The job cuts, at the vice presidential level and higher, combined with its supply chain and inventory actions, are expected to yield annual savings of $100 million, starting in the current fiscal year, 2019.

“The steps … will allow us to move faster, reduce costs and be more responsive to changing customer expectations,” Chief Executive Jeff Gennette said.

Last month, Macy’s tempered expectations for the holiday season by slashing its fiscal 2018 revenue and profit forecast on weak demand for women’s sportswear, seasonal sleepwear, fashion jewelry, fashion watches and cosmetics. Its shares plunged 18 percent.

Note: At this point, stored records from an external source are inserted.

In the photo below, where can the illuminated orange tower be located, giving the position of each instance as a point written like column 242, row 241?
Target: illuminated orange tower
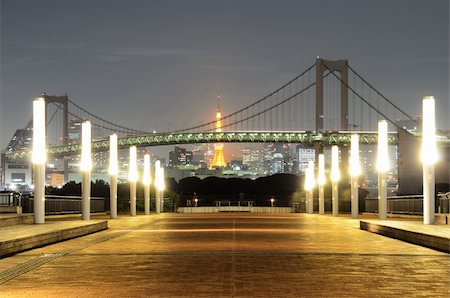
column 218, row 158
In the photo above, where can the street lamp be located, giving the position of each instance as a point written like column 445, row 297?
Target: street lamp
column 85, row 168
column 335, row 176
column 113, row 172
column 355, row 171
column 39, row 159
column 132, row 178
column 309, row 186
column 321, row 182
column 429, row 157
column 147, row 180
column 382, row 167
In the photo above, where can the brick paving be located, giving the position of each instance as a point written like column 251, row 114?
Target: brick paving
column 226, row 255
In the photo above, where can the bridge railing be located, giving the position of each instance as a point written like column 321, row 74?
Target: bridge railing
column 412, row 204
column 63, row 204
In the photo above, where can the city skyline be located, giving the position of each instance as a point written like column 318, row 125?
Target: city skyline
column 102, row 67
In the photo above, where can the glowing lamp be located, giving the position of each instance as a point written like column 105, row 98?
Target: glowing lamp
column 162, row 185
column 147, row 178
column 86, row 161
column 309, row 176
column 335, row 174
column 429, row 153
column 382, row 158
column 132, row 170
column 321, row 173
column 355, row 167
column 113, row 162
column 38, row 154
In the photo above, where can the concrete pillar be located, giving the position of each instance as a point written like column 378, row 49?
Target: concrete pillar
column 335, row 197
column 354, row 196
column 428, row 194
column 113, row 196
column 147, row 199
column 382, row 195
column 321, row 200
column 39, row 193
column 85, row 195
column 158, row 201
column 133, row 198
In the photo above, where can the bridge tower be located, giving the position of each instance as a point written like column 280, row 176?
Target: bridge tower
column 340, row 66
column 63, row 102
column 218, row 160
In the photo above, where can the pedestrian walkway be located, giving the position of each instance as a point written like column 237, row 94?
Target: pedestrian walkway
column 19, row 237
column 432, row 236
column 228, row 255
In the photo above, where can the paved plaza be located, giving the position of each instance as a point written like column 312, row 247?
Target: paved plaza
column 228, row 255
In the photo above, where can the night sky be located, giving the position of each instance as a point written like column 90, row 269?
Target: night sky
column 156, row 65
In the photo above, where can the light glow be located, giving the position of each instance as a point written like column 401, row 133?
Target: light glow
column 429, row 153
column 113, row 162
column 309, row 176
column 335, row 173
column 132, row 170
column 38, row 154
column 147, row 178
column 86, row 161
column 321, row 172
column 355, row 167
column 382, row 158
column 159, row 176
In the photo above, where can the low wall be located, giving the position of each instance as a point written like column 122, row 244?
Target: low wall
column 214, row 209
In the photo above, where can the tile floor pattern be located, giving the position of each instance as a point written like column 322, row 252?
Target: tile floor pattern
column 226, row 255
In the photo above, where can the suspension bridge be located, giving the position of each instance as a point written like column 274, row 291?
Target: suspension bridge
column 323, row 104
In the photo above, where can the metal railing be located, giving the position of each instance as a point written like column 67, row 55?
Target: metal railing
column 412, row 204
column 63, row 204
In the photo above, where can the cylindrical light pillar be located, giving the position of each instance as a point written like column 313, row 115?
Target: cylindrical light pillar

Department stores in recent quarters had shown signs they were finding ways to cope with declining mall traffic and tough competition from online seller Amazon.com Inc, helped by a robust economy and strong consumer spending in 2018.

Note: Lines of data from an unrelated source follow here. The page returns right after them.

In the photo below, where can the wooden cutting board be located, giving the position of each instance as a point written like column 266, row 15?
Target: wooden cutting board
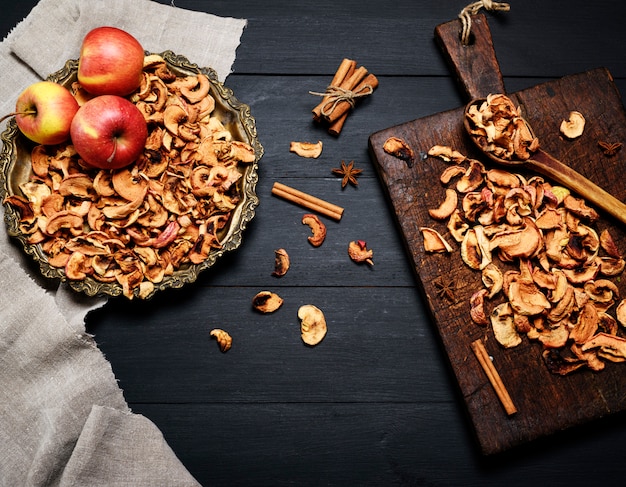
column 546, row 403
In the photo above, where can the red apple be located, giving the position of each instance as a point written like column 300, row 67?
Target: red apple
column 109, row 132
column 110, row 62
column 44, row 112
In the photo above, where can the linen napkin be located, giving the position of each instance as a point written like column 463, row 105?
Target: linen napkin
column 63, row 418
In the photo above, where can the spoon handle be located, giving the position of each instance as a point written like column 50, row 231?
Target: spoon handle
column 547, row 165
column 475, row 65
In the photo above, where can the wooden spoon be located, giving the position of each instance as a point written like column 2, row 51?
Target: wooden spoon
column 543, row 163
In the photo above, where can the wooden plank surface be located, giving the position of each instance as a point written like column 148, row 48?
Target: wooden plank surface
column 377, row 403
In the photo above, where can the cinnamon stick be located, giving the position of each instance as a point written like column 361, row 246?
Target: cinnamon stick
column 345, row 70
column 308, row 201
column 348, row 84
column 492, row 374
column 368, row 80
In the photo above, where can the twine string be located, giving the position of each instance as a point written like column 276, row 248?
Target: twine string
column 336, row 95
column 473, row 9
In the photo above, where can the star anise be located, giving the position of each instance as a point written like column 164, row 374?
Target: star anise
column 445, row 287
column 348, row 172
column 609, row 148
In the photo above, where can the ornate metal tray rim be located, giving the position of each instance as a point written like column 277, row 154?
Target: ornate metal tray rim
column 242, row 123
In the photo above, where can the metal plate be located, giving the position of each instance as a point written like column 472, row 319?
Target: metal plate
column 15, row 169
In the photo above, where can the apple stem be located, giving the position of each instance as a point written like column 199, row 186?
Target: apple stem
column 26, row 112
column 112, row 156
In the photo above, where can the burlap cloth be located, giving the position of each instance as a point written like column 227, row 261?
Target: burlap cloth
column 63, row 418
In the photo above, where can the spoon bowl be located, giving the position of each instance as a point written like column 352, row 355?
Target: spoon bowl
column 540, row 161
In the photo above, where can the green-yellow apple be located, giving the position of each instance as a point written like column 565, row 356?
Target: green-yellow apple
column 109, row 132
column 44, row 112
column 110, row 62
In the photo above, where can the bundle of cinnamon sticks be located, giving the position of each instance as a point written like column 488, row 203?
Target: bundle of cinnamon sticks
column 349, row 84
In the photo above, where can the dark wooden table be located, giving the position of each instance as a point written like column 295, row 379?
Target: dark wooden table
column 376, row 402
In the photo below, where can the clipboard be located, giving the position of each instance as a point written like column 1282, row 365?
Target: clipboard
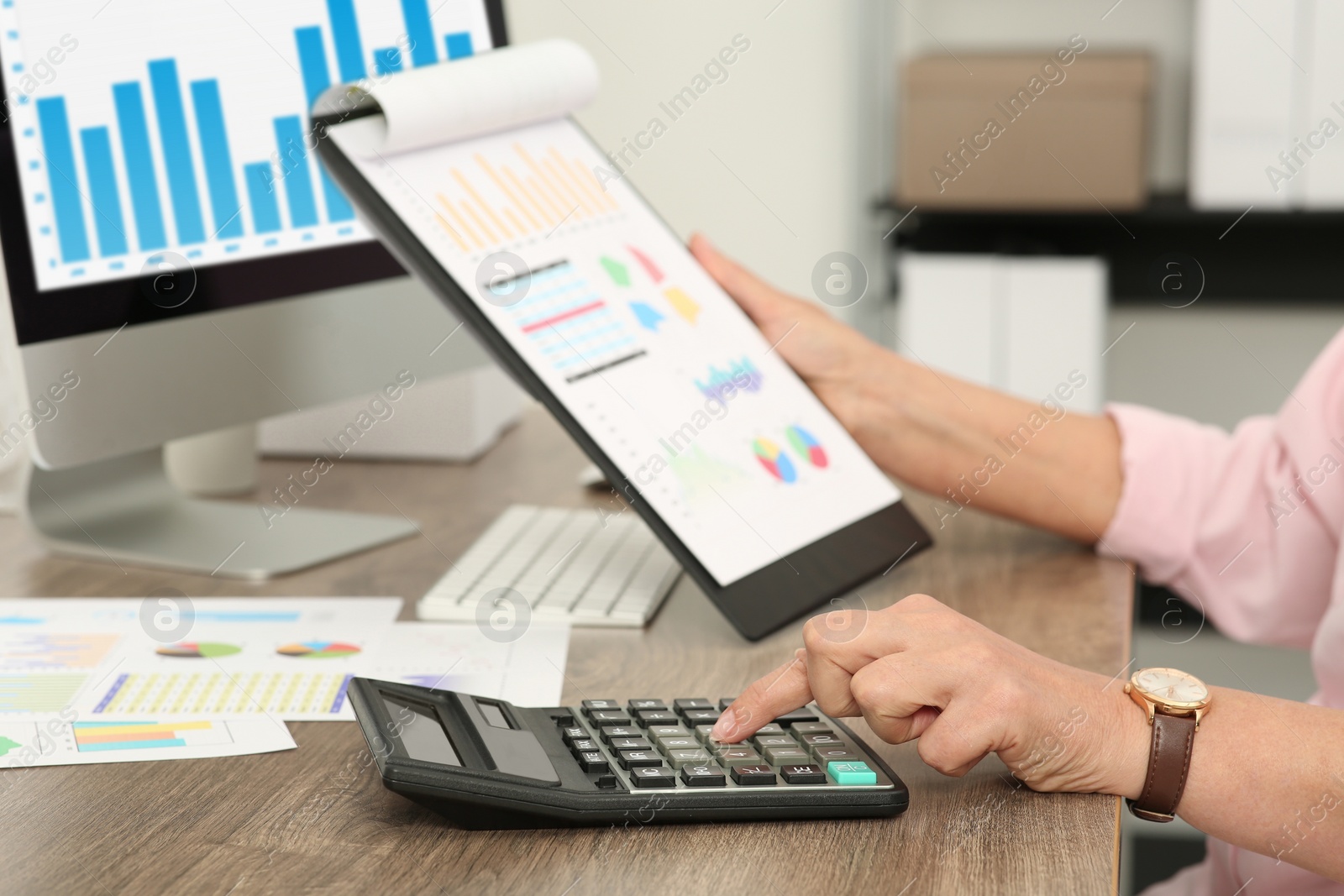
column 480, row 183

In 2019, Macy’s said it would invest in categories where the company already has strong market share such as dresses, fine jewelry, women’s shoes and beauty, as well as revamp 100 stores, up from the 50 stores it remodeled last year. It also plans to build out its off-price Backstage business to another 45 store locations.

Shares of the company were roughly flat at $24.27 in morning trading, after rising as much as 5 percent earlier.

Macy’s, which has closed more than 100 locations and cut thousands of jobs since 2015, reported a smaller-than-expected 0.7 percent rise in holiday quarter same-store sales on Tuesday, below the company’s own expectations.

“Core EPS guidance came in a bit lighter than we were expecting, but no worse than buy-side fears,” said Gordon Haskett analyst Chuck Grom.

“Inventory levels are heavier than normal for Macy’s, but the company appears to have done a good job clearing through excess levels following a softer holiday period,” he said.

The company now forecasts adjusted profits for fiscal 2019 between $3.05 to $3.25 per share, below analysts estimates of $3.29.